In these early shots, James Baldwin is still very much the boy preacher. The Duke and Duchess of Windsor are like exquisite museum dummies designed to show off costumes. Some of their many dogs look attractive. She was a 1920s-style wisecracking flapper. She made you laugh. He was dim. Bertie Wooster who had strolled by accident into history without Jeeves. She often used the tone of a dominatrix with him. "Pull up your socks, David," she shouted at one dinner party.

Tallulah Bankhead looks amazingly like my mother, a friend of hers as well as a fellow congressional flapper. Marc Blitzstein seems ready to start talking, often brilliantly. He is at the piano—writing the score of Regina! He was murdered by Portuguese sailors in Martinique. Here is Charles Boyer, a great actor in French (.Madame de ... ), if not English.

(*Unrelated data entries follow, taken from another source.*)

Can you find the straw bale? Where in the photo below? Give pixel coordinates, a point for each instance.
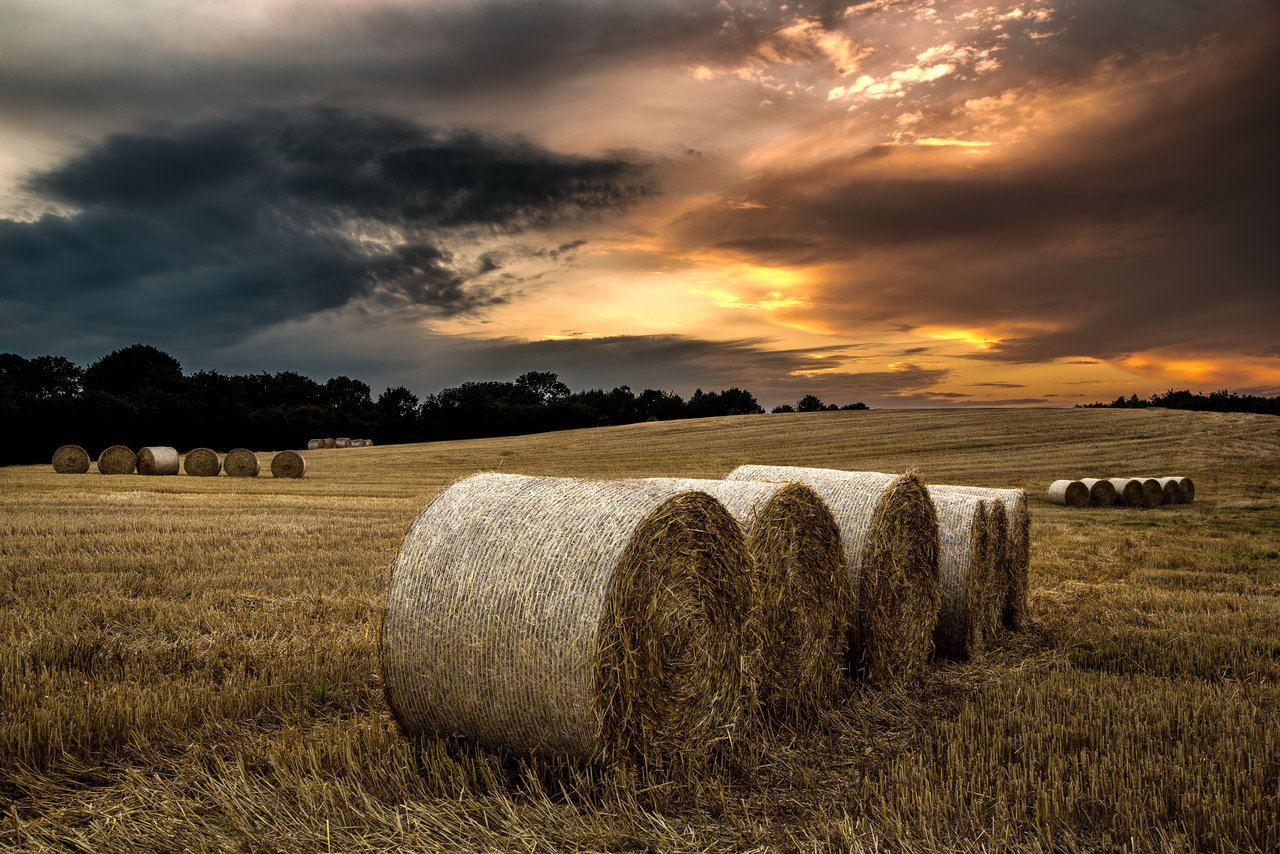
(158, 460)
(965, 575)
(241, 462)
(288, 464)
(890, 533)
(71, 460)
(118, 460)
(202, 462)
(1015, 565)
(1128, 492)
(1102, 493)
(799, 596)
(1069, 493)
(579, 617)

I worked on Is Paris Burning? All the French stars appeared. At first, Boyer said no. Then he burst into tears. "I was not in France. I fled to America." But he was in the picture. Marlon Brando is unrecognizably thin, posed in a round porthole. There is a picture of a hard Spanish writer I much admired in the 1940s, Camilo Jose Cela. His novel The Hive still lives on in my head. A fascinating Piscatoresque photograph of choreographer Agnes de Mille at work. An unglamorous shot of Jose Ferrer, because comedy intrudes: he was a wit. When his wife's nephew George Clooney appeared in his first play, he ate up the proverbial scenery. When Uncle Joe came backstage, Clooney asked him what he thought. Joe was kindly. "Be very careful, my boy, when you chew scenery, because you never know where it has been." Alec Guinness is shown in sly good form. We were both involved in a bad film but remained amiable. I last saw him in London. He said he was moving from country to town, to the hotel where each of us stayed. "I'll see you tomorrow," he said. "No, I'm off to Pittsburgh." "Why Pittsburgh?" "I'm acting in a film called Bob Roberts." Guinness winced. Then, low husky voice, "How long will you be in Pittsburgh?" I said, "Two or three days." He was suddenly radiant. "Oh, a small part!"

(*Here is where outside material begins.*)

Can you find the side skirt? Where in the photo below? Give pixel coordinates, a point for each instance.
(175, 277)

Bissinger deals in high Bohemia, the world of the arts; here is Henry Miller in his Chinese-mandarin phase.

The poetic Robinson Jeffers is revealed looking suitably magnificent beside the Pacific, where he lived in a stone tower and wrote poems in which hawks—that looked just like him—constantly circled. He did a version of Medea for Broadway which starred Judith Anderson, who did quite a bit of scene chewing herself. As Anderson took her curtain calls, Joan Crawford walked up the aisle to the exit, saying to no one in particular, "I would have played it differently." But then, as she once chided a journalist, "whom is fooling whom?"